Online learning is another subject that Rowland took time to speak on. While Virginia Tech does not offer fully online undergraduate degrees, the school does offer fully online master’s degrees. Students need to have access to learning in a way that makes sense to them, she said.
“I think there is great value in fully online degrees,” Rowlands said.
Rowlands also places importance in international initiatives. Rowlands said that studying abroad shouldn’t be a tourist experience, “but a way to embed oneself in an uncomfortable place.” Rowlands talked about study abroad trips that she has taken to places, such as Morocco and Sri Lanka.
“The single most transformative experience an undergraduate student or probably any individual can have is a study abroad experience,” Rowlands said.

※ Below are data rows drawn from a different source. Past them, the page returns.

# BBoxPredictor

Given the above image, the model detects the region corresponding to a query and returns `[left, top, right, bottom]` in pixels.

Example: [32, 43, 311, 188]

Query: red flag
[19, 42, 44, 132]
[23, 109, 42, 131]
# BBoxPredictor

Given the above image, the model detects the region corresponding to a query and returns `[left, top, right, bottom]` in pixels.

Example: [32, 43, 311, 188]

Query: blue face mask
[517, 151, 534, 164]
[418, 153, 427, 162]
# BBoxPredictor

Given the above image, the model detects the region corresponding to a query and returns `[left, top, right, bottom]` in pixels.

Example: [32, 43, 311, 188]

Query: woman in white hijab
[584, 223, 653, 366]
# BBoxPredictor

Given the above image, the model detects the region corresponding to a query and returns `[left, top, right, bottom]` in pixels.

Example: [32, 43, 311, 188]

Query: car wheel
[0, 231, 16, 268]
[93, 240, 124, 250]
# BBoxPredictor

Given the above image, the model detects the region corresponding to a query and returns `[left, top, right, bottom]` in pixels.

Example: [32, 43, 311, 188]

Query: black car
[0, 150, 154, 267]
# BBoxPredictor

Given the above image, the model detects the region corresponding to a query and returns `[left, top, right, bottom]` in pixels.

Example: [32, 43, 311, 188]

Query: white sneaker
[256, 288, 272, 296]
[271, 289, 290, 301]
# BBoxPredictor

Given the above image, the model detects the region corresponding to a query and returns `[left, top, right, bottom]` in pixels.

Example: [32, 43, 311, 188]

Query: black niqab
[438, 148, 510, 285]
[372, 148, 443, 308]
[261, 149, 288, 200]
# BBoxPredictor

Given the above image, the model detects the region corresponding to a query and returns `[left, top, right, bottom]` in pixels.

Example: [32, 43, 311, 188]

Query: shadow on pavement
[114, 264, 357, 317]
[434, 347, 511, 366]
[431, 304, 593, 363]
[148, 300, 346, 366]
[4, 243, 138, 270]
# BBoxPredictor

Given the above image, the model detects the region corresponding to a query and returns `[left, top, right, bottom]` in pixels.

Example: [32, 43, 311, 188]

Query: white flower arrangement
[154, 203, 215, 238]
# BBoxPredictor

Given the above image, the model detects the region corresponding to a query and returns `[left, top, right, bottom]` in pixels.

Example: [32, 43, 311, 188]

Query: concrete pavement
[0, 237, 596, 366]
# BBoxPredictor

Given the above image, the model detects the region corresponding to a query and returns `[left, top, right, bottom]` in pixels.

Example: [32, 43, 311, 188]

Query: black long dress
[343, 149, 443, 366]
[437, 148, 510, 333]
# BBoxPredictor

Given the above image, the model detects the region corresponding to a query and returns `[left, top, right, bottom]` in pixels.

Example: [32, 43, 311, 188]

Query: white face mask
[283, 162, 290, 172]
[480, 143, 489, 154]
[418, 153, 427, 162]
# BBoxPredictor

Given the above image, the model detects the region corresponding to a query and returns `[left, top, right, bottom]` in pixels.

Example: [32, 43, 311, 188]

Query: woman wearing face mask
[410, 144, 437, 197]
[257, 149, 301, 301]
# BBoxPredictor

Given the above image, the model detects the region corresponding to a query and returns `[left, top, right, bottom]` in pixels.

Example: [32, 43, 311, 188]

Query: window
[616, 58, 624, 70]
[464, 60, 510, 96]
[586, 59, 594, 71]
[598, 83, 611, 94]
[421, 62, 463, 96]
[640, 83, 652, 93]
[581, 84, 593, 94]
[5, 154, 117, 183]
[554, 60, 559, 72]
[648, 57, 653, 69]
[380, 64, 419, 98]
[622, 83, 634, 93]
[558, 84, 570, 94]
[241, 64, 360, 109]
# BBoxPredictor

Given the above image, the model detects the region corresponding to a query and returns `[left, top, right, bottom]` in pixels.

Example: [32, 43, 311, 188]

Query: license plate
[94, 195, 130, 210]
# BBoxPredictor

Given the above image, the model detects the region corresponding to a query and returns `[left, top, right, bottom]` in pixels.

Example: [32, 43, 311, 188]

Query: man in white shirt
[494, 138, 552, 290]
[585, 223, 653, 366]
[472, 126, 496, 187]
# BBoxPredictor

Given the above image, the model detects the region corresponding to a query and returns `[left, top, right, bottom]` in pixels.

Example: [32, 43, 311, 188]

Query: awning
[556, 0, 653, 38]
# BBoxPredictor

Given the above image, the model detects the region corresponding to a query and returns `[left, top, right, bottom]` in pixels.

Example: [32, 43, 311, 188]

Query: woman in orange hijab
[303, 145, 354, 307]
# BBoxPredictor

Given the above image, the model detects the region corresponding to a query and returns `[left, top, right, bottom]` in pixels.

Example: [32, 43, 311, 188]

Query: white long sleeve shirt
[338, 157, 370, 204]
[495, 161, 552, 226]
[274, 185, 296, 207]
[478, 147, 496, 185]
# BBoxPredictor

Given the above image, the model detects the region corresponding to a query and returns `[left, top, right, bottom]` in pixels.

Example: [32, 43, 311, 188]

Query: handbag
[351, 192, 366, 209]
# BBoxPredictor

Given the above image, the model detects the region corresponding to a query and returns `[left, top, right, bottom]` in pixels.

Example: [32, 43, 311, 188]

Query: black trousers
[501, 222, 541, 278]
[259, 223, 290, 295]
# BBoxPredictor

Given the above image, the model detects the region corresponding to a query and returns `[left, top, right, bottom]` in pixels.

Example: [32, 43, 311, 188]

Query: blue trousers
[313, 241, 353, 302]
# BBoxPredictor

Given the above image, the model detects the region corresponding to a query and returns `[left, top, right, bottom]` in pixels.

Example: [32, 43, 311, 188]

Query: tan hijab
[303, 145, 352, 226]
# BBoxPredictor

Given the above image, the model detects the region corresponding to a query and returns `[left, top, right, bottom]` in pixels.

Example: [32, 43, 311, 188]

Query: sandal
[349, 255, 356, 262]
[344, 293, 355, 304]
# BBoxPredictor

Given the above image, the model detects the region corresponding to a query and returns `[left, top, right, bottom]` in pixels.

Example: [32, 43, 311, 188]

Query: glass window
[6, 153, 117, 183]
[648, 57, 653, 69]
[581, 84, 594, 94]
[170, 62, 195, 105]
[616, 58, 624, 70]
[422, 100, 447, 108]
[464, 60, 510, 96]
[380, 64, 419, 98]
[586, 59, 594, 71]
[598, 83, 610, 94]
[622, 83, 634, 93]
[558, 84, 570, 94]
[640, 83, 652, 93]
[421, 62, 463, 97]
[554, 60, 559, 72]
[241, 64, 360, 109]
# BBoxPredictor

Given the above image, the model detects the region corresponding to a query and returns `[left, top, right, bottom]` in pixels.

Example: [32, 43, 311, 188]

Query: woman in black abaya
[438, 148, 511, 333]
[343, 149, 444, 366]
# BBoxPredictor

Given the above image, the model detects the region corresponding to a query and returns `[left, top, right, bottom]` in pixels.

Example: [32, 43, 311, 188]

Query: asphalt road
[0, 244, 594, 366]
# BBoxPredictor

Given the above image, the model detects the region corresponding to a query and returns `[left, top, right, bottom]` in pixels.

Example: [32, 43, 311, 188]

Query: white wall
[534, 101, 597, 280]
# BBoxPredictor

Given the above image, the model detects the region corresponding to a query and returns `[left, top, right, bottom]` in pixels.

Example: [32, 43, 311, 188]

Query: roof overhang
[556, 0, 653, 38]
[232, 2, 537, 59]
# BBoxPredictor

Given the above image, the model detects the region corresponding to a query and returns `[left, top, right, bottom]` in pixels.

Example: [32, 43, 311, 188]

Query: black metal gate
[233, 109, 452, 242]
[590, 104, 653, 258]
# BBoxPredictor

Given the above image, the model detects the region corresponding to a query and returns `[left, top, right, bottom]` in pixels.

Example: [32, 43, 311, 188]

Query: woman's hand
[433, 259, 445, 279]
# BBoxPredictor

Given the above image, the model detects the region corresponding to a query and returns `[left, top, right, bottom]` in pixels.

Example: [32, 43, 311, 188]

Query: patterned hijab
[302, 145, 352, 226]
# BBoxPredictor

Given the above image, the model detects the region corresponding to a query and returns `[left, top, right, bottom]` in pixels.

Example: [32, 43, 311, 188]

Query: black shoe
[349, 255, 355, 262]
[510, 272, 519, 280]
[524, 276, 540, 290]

Rowlands spoke on how much she values communication. Rowlands said she has an open and transparent communication style.
“I do not believe in withholding information. I think that is a power trip,” Rowlands said.
Sue Ott Rowlands has served as the dean of the college of liberal arts and human services at Virginia Tech since 2007. She also served as the interim dean of the college of arts and sciences at Toledo from 2005 to 2007.
Candidate 4- Austin Agho
Austin Agho has been working in Health Care education in one way or another since the early 80s. That time has been spent as everything from a graduate assistant in 84’ up to the Dean of the School of Health and Rehabilitation Sciences at Indiana University – Purdue University at Indianapolis.
Agho most recently has been serving as Dean of SHRS at IUPUI. From 2001 to 2008 he served as Dean and Professor of the School of Health Professions and Studies at the University of Michigan-Flint, and for the nine years before that he served as a professor, and eventually director, in the Division of Health Care Management in the School of Allied Health Sciences at Florida A&M University as shown in his curriculum vitae.
NKU has already implemented its strategic plan for the near future, and Agho hopes to fit into the mix with his experience in tow.
“A plan is only as good as the paper you write it on,” said Agho when asked about the current strategic plan implemented at NKU. “This campus is willing to invest resources where it matters; Health Sciences and Informatics.”
He said that he would like to make sure that path continues.
At his previous university, Agho lead the efforts to develop and implement a five-year strategic plan of its own, consisting of new undergraduate and graduate professional programs, communication improvements, increasing funding, and strengthening the schools commitment to diversity and cultural competency among others.
According to Agho, his five-year plan included student success as an initiative, and he said he was “quite pleased” to see that as part of the strategic plan here at NKU.
According to NKU’s strategic plan, a dedication to NKU’s people and faculty is a large part of NKU’s overall success. Agho emphasized the same ideals.
“As a school, you are only as good as your faculty,” said Agho. “Faculty is central to everything that we do.”
He said that Academic Affairs and Student Affairs are important for student success, but ultimately students just want to “come to class, get financial aid and go,” so faculty will be essential in ensuring student success.
“I wish we could find that one thing,” said Agho, “That one thing we can do for student success. We need a strong academic advising center. It’s a hodgepodge of all the things we do for student success.”